Sad to say, however, that there may be some need to redirect the wording of you promotional material because what you have is not ozone at all. That "distinctly antiseptic and germ-killing" fragrance, to borrow the phrase from the turn of the century literature, is the same as used in many pine-scented room deodorizers.
Pine Trees Are The Key
It is in fact from your pine trees, but ozone it isn't. What it is, however, is a type of hydrocarbon known as "terpene," a gas given off by all evergreen trees and a few other types of plants.
According to physical scientist Mark Scruggs, with the U.S. Environmental Protection Agency in Dallas, ozone is not emitted by any land based source; be it trees, automobiles or petrochemical complexes.

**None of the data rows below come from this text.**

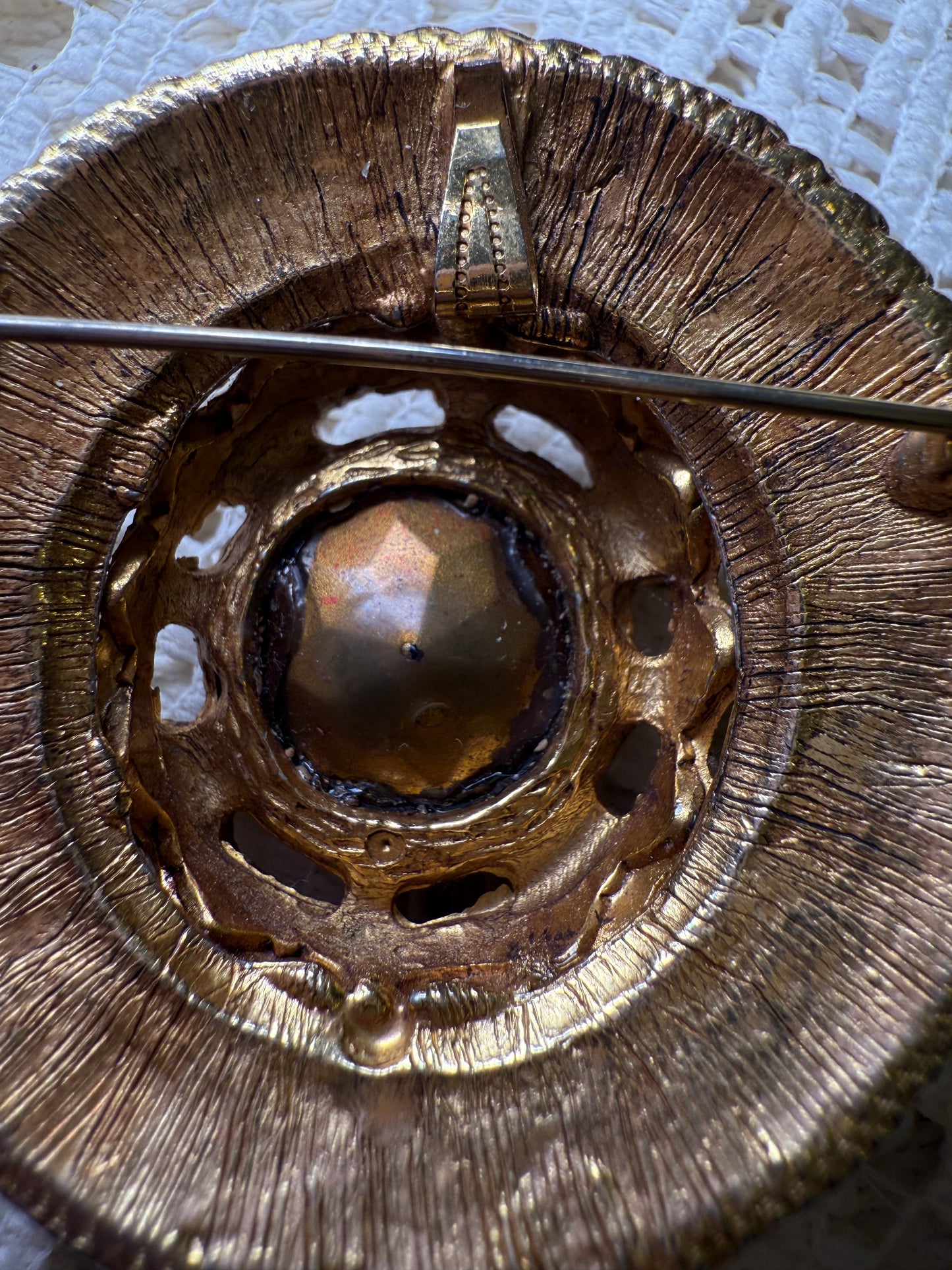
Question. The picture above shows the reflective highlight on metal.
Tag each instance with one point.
(478, 362)
(410, 647)
(485, 260)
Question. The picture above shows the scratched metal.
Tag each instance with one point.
(750, 1024)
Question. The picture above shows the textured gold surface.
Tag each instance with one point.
(745, 1031)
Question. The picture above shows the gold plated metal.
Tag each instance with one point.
(479, 362)
(420, 650)
(636, 996)
(485, 258)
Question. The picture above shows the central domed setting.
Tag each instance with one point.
(414, 647)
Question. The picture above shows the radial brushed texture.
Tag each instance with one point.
(745, 1042)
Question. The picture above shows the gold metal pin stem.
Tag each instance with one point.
(459, 360)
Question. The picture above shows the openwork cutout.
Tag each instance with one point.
(426, 745)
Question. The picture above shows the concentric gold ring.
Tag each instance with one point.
(164, 1097)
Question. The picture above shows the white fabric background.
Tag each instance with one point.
(864, 84)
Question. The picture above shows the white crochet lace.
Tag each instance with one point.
(864, 84)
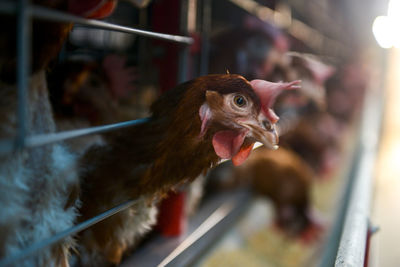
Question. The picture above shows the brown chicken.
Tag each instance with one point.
(35, 183)
(285, 179)
(191, 128)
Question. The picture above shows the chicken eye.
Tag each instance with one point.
(268, 125)
(239, 101)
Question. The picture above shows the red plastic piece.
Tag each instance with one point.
(171, 216)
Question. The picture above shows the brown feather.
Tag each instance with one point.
(149, 159)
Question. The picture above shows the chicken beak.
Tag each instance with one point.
(263, 131)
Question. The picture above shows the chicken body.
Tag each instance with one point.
(191, 128)
(35, 184)
(38, 186)
(285, 179)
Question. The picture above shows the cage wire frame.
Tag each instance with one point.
(24, 12)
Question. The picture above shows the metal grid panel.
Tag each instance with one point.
(24, 13)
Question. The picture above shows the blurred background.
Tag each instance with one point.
(335, 178)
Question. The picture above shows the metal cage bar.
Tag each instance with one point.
(60, 236)
(24, 13)
(352, 246)
(6, 146)
(23, 41)
(54, 15)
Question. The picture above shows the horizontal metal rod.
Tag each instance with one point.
(353, 240)
(207, 225)
(54, 15)
(60, 236)
(7, 146)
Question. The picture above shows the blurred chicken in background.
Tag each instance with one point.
(285, 179)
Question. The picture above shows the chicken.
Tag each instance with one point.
(191, 128)
(285, 179)
(38, 186)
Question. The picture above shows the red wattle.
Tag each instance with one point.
(242, 155)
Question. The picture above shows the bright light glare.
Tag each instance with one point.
(385, 28)
(383, 31)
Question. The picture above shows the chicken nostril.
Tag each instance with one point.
(268, 125)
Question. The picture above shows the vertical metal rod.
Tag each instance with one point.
(23, 58)
(205, 36)
(184, 52)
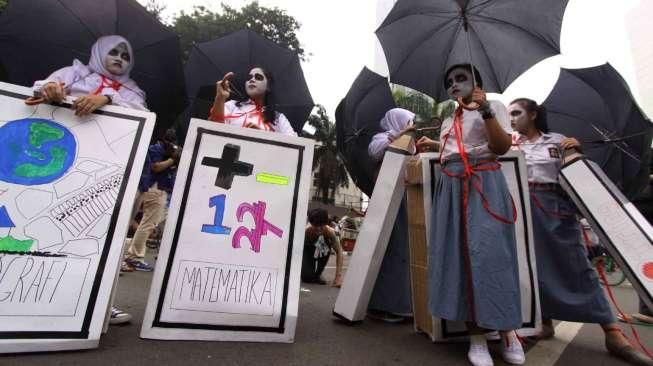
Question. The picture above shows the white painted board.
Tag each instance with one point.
(231, 254)
(61, 232)
(617, 222)
(373, 237)
(513, 167)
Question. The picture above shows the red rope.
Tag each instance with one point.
(470, 176)
(107, 83)
(604, 280)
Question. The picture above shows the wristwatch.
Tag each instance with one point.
(486, 111)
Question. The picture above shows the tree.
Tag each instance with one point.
(155, 8)
(203, 25)
(329, 171)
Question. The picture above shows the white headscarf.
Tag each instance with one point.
(394, 121)
(99, 53)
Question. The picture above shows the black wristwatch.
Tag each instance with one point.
(486, 111)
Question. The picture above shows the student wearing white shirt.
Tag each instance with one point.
(473, 270)
(257, 112)
(105, 80)
(569, 287)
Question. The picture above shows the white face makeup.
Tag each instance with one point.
(520, 119)
(459, 83)
(257, 83)
(118, 60)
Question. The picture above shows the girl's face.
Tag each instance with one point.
(520, 119)
(257, 83)
(118, 60)
(459, 83)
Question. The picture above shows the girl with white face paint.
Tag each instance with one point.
(561, 255)
(391, 297)
(257, 112)
(105, 80)
(473, 268)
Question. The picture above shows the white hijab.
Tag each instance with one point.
(394, 121)
(99, 53)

Ozone is a "secondary reaction" occurring in the atmosphere, he said. "The trick to remember is nothing is going to give off ozone." Ozone forms after reactive hydrocarbons, one of which is terpene, combines with nitrogen oxides and sunlight in the air, he said.
Scruggs also emphasized that "You have to have just the right ratio of nitrogen oxide compounds to reactive hydrocarbons to be conducive to ozone formation." This, he said, is not normally found in rural areas. The proper ratio of nitrogen oxides to hydrocarbons for ozone formation is generally found only over urban areas.
So, take heart St. Tammany. How about "The World Famous Terpene Belt?"